Yes, I can, but when I pull it into cut studio, everything becomes a seperate letter. I can select all, but then the offset feature goes away.


----------



## MotoskinGraphix (Apr 28, 2006)

lgiglio1 said:


> Yes, I can, but when I pull it into cut studio, everything becomes a seperate letter. I can select all, but then the offset feature goes away.


Is the text saved as curves and grouped before you pull it into cut studio?


----------



## lgiglio1 (Sep 29, 2006)

Not grouped, I will try that.


----------



## lgiglio1 (Sep 29, 2006)

I did try grouping them and it doesn't work. When I select them in cut studio it doesn't give me the opportunity to offset them.


----------



## MotoskinGraphix (Apr 28, 2006)

I am just not that experienced with Ill. or cut studio. I use Flexisign and corel for the most part. Would you like me to try and create the graphic for you and save it as an Ai file?

You can post a pic if you like and I will take a look. I know you want to learn how but I also know you have a deadline.


----------



## lgiglio1 (Sep 29, 2006)

Unfortunately, I can't save anything in my illustrator program. It is giving me problems. Basically it says ONONDAGA on the top arched, then LACROSSE underneath it straight. In between the two is a rectangle with rounded corners and the number 44 in the middle of it. Pretty basic. I have attached a similar picture. Thanks for trying to help me. I am very frustrated as this should be easy.

basically the only thing that needs an outline are ONONDAGA and LACROSSE. They will be baby blue writing with a white outline.


----------



## MotoskinGraphix (Apr 28, 2006)

lgiglio1 said:


> Unfortunately, I can't save anything in my illustrator program. It is giving me problems. Basically it says ONONDAGA on the top arched, then LACROSSE underneath it straight. In between the two is a rectangle with rounded corners and the number 44 in the middle of it. Pretty basic. I have attached a similar picture. Thanks for trying to help me. I am very frustrated as this should be easy.
> 
> basically the only thing that needs an outline are ONONDAGA and LACROSSE. They will be baby blue writing with a white outline.


What font are you using?


----------



## lgiglio1 (Sep 29, 2006)

College Or I could use anything similar


----------



## MotoskinGraphix (Apr 28, 2006)

Will this work for you?


----------



## lgiglio1 (Sep 29, 2006)

Absolutely perfect, but will the outline work when I pull it into cut studio? I can pull something into cut studio from my illustrator, I just cannot save anything. I am trying to figure that out now. I could figure out the design, just not how to do the outline so that it shows up in cut studio. I will pull away the inside, print the outside in white and press it and then print the inside in baby blue and press it onto the white.


----------



## lgiglio1 (Sep 29, 2006)

Also, if you could send me that as an ai also to [email protected], I can save it on my computer so when illustrator is fixed, I will have it.


----------



## MotoskinGraphix (Apr 28, 2006)

lgiglio1 said:


> Absolutely perfect, but will the outline work when I pull it into cut studio? I can pull something into cut studio from my illustrator, I just cannot save anything. I am trying to figure that out now. I could figure out the design, just not how to do the outline so that it shows up in cut studio. I will pull away the inside, print the outside in white and press it and then print the inside in baby blue and press it onto the white.

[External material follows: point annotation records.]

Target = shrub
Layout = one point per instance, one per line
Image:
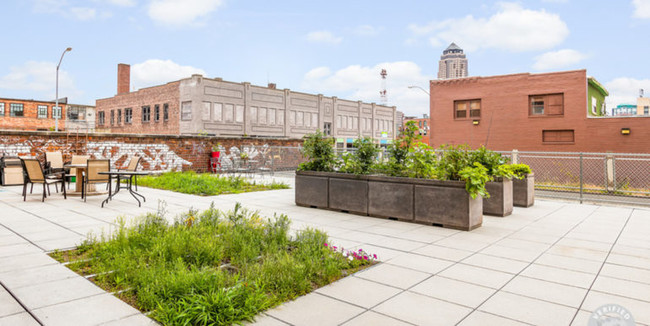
(318, 149)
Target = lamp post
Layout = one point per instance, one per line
(56, 101)
(420, 88)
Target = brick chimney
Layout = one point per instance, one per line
(123, 78)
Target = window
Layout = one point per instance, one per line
(42, 111)
(546, 105)
(327, 128)
(205, 111)
(253, 114)
(218, 112)
(146, 113)
(186, 111)
(239, 114)
(56, 112)
(558, 136)
(263, 115)
(128, 115)
(229, 112)
(16, 109)
(461, 109)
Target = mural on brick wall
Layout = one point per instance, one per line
(157, 156)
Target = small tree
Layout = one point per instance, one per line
(318, 149)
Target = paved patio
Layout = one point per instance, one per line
(551, 264)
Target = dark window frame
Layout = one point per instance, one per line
(39, 109)
(146, 114)
(13, 108)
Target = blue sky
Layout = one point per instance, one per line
(336, 48)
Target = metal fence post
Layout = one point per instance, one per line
(581, 185)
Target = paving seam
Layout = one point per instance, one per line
(603, 264)
(21, 304)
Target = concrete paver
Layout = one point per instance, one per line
(535, 266)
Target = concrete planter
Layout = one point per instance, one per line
(312, 189)
(500, 201)
(523, 191)
(441, 203)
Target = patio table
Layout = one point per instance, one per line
(128, 176)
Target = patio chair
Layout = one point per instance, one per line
(76, 159)
(132, 167)
(33, 173)
(92, 176)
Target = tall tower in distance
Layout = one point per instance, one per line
(453, 63)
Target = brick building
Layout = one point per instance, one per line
(206, 106)
(531, 112)
(22, 114)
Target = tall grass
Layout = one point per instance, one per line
(211, 267)
(204, 184)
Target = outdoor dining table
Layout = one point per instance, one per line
(92, 191)
(128, 176)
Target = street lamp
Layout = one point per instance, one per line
(56, 101)
(422, 89)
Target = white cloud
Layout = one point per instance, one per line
(181, 12)
(512, 28)
(625, 90)
(558, 59)
(323, 37)
(82, 13)
(39, 79)
(155, 72)
(364, 82)
(641, 8)
(366, 30)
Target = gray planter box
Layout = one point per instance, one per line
(441, 203)
(500, 201)
(314, 189)
(523, 191)
(390, 197)
(447, 204)
(348, 192)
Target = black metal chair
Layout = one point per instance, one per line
(33, 173)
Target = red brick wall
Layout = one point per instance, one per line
(505, 123)
(159, 152)
(168, 93)
(30, 120)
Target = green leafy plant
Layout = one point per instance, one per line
(475, 179)
(362, 160)
(318, 149)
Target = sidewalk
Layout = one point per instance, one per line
(551, 264)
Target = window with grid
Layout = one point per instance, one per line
(42, 111)
(146, 113)
(128, 115)
(546, 105)
(467, 109)
(16, 109)
(558, 136)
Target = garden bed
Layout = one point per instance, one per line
(204, 184)
(211, 268)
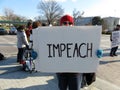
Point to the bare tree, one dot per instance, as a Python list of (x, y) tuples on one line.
[(77, 14), (51, 10), (8, 13)]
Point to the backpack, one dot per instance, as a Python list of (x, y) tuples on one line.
[(2, 56)]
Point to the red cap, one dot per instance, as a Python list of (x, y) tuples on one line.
[(66, 18)]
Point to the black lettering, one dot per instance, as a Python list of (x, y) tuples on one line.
[(76, 50), (82, 56), (56, 47), (68, 49), (62, 48)]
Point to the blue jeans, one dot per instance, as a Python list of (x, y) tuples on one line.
[(72, 81)]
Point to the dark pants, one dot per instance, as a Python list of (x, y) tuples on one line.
[(20, 54), (113, 50), (70, 81)]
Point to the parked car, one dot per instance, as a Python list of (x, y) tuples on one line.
[(3, 31), (13, 31)]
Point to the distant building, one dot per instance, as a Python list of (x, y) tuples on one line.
[(110, 22), (83, 21)]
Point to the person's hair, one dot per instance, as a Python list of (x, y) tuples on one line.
[(36, 24)]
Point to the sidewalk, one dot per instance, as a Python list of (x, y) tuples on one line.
[(13, 78)]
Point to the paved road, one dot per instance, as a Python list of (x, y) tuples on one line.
[(13, 78)]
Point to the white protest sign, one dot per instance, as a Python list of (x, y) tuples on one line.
[(115, 38), (67, 49)]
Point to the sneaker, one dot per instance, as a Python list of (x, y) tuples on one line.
[(111, 55)]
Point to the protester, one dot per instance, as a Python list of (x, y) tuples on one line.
[(28, 29), (22, 42), (68, 81), (114, 49)]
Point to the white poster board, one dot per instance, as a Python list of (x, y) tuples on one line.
[(67, 49), (115, 38)]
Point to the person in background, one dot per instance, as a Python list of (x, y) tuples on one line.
[(28, 29), (114, 49), (35, 25), (22, 43), (68, 81)]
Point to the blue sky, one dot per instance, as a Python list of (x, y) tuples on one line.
[(28, 8)]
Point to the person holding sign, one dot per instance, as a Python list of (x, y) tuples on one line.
[(70, 80), (114, 41)]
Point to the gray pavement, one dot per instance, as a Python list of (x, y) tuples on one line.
[(13, 78)]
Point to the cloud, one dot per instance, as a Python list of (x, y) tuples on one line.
[(104, 8), (62, 0)]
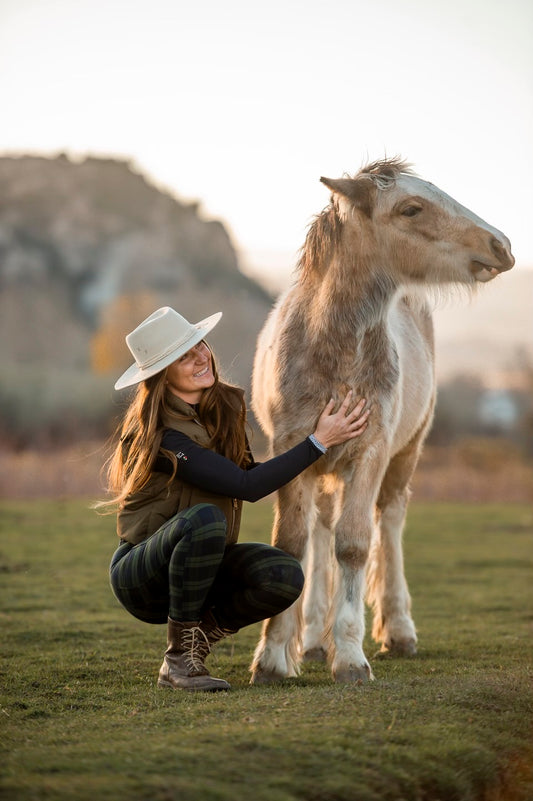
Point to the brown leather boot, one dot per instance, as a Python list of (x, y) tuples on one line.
[(183, 666), (213, 631)]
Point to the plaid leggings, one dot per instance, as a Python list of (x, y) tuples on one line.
[(186, 568)]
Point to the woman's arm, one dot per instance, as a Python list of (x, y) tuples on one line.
[(214, 473)]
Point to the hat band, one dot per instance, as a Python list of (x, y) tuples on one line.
[(175, 345)]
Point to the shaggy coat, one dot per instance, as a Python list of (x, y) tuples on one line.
[(357, 318)]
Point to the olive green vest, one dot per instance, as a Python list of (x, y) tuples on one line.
[(145, 511)]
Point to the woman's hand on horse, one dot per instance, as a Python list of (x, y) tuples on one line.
[(334, 428)]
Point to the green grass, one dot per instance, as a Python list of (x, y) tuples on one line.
[(81, 716)]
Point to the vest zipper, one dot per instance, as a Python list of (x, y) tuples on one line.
[(234, 507)]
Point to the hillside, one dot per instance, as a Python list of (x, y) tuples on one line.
[(92, 245), (87, 250)]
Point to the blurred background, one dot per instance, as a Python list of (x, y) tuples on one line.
[(169, 153)]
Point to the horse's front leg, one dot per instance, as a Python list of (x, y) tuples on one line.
[(319, 580), (387, 586), (278, 652), (353, 535)]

Well I really dont know but we will find out wont we. This is an overlay and not an outline. One layer white you press and then the socond color right on top.

I am going to do the color grouping to make it simple and save everything as curves. It will be two graphics, black is the bottom layer and blue the top layer.

You can resize as needed but put the graphics together before doing so.

I can do AI 8 if that works for you.

PM me your e-mail.


----------



## MotoskinGraphix (Apr 28, 2006)

Files sent...let me know if you get them and you can open correctly.

Hope we got ya fixed up.


----------